OK. I will go to investigate CURLOPT_PROGRESSFUNCTION
Actually looks like there is a newer callback function: https://curl.se/libcurl/c/CURLOPT_XFERINFOFUNCTION.html
Hi @brendandburns
Thank you for your comments, the new code (using CURLOPT_PROGRESSFUNCTION
) can exit watch thread gracefully now. Could you please review the new code change ?

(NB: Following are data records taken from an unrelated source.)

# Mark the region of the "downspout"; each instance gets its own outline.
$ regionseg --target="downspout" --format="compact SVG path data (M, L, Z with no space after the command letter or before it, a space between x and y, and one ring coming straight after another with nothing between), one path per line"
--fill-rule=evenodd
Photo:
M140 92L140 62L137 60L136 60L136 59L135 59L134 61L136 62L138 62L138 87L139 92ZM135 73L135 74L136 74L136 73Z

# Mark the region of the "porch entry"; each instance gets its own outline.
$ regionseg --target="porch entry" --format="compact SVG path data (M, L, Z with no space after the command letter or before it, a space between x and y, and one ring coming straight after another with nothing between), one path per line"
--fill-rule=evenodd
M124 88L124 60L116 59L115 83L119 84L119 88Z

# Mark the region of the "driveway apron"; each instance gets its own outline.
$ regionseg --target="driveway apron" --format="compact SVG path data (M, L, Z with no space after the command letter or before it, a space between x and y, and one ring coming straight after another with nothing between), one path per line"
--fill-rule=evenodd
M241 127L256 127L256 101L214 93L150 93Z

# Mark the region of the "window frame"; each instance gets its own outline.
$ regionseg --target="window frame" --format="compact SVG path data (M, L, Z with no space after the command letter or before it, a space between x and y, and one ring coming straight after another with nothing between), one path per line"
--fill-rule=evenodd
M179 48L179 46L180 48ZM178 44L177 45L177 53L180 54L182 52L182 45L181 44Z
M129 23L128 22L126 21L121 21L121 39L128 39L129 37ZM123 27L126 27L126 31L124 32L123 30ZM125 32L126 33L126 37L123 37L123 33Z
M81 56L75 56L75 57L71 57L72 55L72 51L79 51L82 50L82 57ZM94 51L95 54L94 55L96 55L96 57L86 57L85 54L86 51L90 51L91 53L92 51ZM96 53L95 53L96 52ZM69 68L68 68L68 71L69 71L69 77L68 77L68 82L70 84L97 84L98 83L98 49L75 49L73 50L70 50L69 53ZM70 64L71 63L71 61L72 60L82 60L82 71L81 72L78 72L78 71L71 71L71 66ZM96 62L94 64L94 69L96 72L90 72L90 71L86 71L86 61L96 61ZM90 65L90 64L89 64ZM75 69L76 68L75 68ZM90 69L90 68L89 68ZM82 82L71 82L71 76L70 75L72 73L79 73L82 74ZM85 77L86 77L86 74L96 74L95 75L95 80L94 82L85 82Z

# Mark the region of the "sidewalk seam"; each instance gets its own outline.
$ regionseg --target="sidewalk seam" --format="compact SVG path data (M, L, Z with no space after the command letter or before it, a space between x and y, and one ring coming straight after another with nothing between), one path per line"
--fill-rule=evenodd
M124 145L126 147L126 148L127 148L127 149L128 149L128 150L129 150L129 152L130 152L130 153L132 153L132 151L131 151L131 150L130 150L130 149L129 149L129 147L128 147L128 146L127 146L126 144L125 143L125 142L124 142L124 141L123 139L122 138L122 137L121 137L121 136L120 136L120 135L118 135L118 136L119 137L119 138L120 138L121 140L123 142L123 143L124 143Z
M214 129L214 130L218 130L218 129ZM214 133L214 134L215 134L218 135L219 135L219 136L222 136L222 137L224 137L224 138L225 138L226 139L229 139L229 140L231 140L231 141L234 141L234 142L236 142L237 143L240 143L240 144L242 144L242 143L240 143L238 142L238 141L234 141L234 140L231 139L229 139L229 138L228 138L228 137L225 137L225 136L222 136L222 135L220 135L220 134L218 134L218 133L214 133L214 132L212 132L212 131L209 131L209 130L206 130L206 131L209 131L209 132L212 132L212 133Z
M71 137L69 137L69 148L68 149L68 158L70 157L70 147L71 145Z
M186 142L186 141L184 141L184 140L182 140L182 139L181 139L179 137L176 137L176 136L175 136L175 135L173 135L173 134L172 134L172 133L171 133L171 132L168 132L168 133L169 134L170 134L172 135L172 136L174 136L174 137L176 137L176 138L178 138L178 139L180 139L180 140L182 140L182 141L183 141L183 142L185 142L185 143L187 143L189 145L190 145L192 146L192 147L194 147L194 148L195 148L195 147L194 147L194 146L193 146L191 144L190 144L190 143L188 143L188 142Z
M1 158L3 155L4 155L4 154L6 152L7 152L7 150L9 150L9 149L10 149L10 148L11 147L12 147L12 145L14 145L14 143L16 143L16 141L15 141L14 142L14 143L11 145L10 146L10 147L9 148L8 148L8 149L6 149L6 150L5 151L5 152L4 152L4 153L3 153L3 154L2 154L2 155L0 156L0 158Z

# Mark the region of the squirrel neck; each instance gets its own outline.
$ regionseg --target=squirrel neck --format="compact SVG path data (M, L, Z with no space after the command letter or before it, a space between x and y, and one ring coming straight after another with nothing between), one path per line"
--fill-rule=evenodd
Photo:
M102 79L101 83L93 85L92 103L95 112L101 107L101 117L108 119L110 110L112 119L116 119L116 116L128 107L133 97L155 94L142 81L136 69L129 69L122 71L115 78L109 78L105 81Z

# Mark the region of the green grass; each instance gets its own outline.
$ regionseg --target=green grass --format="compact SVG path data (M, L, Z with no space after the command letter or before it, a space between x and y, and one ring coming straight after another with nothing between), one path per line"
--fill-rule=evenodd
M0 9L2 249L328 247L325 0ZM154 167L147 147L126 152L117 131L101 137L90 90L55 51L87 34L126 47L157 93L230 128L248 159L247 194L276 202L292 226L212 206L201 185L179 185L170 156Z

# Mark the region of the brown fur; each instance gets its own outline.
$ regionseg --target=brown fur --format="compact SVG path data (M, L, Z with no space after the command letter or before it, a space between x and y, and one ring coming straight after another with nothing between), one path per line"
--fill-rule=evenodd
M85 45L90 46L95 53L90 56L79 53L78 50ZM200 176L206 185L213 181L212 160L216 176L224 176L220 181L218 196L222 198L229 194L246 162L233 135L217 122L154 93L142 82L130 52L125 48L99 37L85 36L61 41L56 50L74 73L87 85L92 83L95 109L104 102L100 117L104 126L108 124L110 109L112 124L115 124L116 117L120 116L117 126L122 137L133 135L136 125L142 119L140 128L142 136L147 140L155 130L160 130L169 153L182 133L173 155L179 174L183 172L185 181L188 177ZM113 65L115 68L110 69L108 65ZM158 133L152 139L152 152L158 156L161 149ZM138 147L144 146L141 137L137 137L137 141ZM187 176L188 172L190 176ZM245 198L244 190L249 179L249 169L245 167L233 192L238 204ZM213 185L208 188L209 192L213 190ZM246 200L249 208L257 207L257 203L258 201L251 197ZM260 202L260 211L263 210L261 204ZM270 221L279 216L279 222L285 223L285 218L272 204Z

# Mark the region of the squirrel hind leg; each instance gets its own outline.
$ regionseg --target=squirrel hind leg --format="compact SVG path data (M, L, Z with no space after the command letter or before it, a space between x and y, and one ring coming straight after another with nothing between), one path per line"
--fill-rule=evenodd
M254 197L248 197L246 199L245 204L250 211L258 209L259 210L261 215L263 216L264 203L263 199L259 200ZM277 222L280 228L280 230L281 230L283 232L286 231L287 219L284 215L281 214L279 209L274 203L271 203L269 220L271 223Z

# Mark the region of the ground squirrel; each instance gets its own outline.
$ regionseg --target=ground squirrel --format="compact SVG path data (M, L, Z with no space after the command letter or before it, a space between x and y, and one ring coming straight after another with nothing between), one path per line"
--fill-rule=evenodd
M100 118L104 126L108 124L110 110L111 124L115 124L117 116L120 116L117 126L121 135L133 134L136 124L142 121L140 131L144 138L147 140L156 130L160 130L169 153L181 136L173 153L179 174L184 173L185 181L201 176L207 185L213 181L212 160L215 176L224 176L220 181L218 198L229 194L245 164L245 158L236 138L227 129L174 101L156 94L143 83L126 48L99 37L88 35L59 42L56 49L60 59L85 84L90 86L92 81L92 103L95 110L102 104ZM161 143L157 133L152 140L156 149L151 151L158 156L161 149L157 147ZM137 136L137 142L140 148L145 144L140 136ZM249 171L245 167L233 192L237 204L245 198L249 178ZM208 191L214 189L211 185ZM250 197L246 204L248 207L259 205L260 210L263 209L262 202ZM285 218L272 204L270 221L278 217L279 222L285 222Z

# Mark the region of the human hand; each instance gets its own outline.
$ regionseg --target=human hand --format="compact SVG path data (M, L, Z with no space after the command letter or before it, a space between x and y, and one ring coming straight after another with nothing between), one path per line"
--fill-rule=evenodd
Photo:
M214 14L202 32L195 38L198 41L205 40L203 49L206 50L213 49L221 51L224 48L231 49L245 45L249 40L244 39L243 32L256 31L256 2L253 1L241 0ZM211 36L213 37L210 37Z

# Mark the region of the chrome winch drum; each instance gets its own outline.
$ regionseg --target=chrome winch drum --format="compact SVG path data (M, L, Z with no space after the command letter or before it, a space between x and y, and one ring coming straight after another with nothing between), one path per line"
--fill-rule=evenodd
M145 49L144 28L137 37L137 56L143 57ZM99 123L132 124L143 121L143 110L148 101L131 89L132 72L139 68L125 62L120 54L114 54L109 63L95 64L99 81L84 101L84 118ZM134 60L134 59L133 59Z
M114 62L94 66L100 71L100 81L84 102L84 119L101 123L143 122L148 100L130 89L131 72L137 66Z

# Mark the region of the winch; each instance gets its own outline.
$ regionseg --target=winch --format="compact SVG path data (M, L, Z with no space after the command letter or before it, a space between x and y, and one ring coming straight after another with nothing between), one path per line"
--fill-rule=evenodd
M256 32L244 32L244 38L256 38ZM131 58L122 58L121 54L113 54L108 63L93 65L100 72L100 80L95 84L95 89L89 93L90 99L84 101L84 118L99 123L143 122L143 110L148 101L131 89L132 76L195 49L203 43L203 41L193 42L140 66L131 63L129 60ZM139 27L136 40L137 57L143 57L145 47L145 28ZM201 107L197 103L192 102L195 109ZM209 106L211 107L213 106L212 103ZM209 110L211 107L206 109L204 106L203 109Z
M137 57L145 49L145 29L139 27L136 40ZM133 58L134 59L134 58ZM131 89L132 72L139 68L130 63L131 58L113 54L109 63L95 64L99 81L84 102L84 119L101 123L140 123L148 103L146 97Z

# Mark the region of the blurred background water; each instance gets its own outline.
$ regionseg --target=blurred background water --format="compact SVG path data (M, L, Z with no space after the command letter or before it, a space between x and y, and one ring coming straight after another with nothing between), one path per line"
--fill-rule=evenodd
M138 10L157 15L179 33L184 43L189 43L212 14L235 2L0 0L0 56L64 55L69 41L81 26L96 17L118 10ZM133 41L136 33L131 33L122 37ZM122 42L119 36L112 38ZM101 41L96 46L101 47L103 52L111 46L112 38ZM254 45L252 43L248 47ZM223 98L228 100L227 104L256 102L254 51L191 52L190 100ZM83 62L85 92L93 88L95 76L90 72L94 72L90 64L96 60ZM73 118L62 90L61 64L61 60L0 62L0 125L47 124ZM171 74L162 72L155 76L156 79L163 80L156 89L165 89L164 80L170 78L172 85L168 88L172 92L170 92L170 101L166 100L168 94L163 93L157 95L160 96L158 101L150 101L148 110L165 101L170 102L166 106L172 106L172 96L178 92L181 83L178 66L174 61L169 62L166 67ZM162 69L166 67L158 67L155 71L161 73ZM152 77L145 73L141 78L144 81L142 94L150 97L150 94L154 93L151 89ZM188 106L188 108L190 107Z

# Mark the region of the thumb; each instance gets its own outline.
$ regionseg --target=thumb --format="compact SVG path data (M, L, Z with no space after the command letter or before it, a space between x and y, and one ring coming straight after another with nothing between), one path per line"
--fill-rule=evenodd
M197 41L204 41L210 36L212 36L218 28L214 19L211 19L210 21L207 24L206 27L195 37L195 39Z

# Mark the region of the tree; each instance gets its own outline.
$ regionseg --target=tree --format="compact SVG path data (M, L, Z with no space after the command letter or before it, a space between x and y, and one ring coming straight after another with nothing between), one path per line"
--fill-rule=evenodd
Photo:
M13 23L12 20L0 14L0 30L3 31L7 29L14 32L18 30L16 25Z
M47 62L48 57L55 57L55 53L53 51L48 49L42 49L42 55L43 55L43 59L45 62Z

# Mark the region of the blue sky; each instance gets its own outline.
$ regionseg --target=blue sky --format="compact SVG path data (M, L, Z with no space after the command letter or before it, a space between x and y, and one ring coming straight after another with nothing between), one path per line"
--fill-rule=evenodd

The change of apiClient.{h,c} will not be committed by this PR. So I label WIP
to block the automatic code merge.
Alought there is still one memory leak, it's a previous defect existing in openapi-generator/c-libcurl. I will fix it in another PR. ==19621== 16 bytes in 1 blocks are definitely lost in loss record 1 of 1 ==19621== at 0x4C31B25: calloc (in /usr/lib/valgrind/vgpreload_memcheck-amd64-linux.so) ==19621== by 0x503A547: CoreV1API_listNamespacedPod (CoreV1API.c:19504) ==19621== by 0x109858: watch_pod_thread_func (watch_pod.c:91) ==19621== by 0x55946DA: start_thread (pthread_create.c:463) ==19621== by 0x58CDA3E: clone (clone.S:95)
This looks good to me. Thanks for finding and fixing the api client too!
Hi @brendandburns
The libcurl progress function support is merged by #40 and the review comment of this PR is addressed too.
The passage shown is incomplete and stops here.